The last example is extremely relatable for those of us who just spent 2020 on an endless cycle of video conference calls. The Leo Burnett Agency created a website that lets you record a 30-second video of yourself that you can loop on your Zoom calls and cleverly simulates you actually paying attention. The video gives you just enough time to sneak off to the fridge and grab yourself a cold Coors Light. And after a year like 2020, people could use a cold beer. There were even tips on how to look engaged, like nodding your head in agreement and smiling at a coworker’s joke. With the Clone Machine, Coors is taking Zoom Fatigue head-on. Besides, what good is a cold beer if you don’t have time to drink it?

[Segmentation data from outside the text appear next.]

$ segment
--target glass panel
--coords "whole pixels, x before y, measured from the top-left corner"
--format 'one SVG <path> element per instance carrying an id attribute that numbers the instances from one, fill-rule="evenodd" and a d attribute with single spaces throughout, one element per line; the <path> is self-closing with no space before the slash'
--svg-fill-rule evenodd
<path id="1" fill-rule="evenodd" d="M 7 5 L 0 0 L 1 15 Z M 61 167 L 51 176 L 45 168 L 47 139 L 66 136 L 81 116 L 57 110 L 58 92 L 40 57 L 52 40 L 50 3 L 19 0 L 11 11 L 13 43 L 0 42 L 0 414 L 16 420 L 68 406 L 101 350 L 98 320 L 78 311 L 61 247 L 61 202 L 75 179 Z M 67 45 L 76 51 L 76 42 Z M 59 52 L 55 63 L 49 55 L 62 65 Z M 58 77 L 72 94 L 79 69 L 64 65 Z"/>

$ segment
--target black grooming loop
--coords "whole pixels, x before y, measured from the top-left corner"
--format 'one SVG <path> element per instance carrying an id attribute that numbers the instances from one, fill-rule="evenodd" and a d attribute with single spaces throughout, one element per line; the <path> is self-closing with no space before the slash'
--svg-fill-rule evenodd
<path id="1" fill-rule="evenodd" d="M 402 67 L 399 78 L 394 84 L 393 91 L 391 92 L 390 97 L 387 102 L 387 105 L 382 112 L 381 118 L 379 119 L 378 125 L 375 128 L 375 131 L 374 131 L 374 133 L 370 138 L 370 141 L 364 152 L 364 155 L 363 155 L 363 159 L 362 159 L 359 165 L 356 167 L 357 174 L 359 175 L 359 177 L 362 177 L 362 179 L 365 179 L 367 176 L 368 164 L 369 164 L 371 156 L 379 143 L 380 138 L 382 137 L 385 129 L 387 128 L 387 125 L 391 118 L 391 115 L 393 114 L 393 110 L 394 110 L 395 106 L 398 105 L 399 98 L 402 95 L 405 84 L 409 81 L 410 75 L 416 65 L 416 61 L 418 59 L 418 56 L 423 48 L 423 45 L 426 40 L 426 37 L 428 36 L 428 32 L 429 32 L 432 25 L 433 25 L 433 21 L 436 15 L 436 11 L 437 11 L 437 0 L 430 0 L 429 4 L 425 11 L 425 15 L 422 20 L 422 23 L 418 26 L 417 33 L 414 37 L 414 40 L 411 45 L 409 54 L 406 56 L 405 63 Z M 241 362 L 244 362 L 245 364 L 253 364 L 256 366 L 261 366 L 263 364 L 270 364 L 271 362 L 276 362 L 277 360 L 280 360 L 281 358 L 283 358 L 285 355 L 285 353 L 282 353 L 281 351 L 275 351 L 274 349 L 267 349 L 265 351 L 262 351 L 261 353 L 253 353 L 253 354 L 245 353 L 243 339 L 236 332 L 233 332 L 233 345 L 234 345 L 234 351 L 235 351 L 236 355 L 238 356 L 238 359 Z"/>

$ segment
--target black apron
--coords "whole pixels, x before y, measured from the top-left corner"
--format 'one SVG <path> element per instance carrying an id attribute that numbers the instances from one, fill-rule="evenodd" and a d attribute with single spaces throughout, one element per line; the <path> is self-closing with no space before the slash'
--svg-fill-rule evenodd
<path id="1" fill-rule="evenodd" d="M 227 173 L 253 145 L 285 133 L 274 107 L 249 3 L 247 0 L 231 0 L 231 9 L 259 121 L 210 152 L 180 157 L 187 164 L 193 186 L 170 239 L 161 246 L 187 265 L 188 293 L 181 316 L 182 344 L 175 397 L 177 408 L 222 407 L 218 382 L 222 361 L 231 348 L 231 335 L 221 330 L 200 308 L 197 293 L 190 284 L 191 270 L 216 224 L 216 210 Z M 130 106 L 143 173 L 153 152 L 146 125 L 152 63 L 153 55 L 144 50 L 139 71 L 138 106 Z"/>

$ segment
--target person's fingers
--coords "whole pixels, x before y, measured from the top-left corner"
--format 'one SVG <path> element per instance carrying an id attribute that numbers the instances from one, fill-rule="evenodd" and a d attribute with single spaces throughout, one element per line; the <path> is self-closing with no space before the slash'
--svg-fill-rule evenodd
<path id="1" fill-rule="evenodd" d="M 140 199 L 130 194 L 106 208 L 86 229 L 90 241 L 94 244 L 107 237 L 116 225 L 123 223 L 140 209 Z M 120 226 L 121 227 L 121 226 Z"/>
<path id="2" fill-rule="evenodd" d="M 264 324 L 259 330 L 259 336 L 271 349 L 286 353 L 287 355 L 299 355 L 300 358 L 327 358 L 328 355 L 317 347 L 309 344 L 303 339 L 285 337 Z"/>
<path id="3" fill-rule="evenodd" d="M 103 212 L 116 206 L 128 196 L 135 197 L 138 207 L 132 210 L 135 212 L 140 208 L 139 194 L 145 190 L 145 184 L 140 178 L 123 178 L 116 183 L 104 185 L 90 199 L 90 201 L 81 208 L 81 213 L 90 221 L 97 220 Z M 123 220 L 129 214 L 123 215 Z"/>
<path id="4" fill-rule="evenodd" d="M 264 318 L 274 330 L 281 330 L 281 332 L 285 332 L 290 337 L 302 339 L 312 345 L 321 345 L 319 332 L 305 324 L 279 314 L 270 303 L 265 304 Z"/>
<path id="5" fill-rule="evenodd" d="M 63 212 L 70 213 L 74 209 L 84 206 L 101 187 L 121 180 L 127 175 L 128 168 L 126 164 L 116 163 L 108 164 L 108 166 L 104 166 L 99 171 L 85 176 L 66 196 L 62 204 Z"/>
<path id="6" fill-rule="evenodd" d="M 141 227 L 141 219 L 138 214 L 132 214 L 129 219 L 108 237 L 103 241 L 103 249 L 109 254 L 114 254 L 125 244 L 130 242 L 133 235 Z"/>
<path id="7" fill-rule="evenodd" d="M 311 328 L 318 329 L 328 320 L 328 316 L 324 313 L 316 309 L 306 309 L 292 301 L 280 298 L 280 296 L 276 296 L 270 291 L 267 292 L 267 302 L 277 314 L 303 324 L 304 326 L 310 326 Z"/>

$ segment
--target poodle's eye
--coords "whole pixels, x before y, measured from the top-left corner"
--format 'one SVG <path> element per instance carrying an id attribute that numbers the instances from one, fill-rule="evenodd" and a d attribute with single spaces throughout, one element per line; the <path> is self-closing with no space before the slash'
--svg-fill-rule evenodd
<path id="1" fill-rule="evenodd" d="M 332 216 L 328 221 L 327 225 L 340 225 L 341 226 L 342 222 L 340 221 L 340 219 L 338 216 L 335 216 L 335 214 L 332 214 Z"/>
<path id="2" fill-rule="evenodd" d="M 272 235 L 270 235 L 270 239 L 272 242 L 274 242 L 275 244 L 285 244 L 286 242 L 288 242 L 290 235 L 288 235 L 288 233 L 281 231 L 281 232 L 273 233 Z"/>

In 2020 there was a wave of advertising that appropriately played it safe because of the seriousness of the Pandemic. But that had its own level of fatigue. Every ad reminded us that these were indeed “unprecedented times” and there was a “new normal.” Not only did Coors Light figure out how to be sympathetic, but they also cleverly gave us a remedy to one of the unseen hardships of working from home, being chained to your computer by endless video conferencing. Their tongue-in-cheek claim that “According to science, 30 seconds is the average time it takes to grab a beer,” even gives you pseudoscientific assurance this crazy stunt will work. The creativity and timely strategy make this one of the most interesting marketing campaigns of 2020.
Learn more about it here:
It’s inspiring when strategy prompts creativity to produce impactful marketing. When we can create surprising but relative messages, we have a much better chance of giving our clients the work they deserve. Now excuse me. I have a 30-second video to make before my next Zoom call.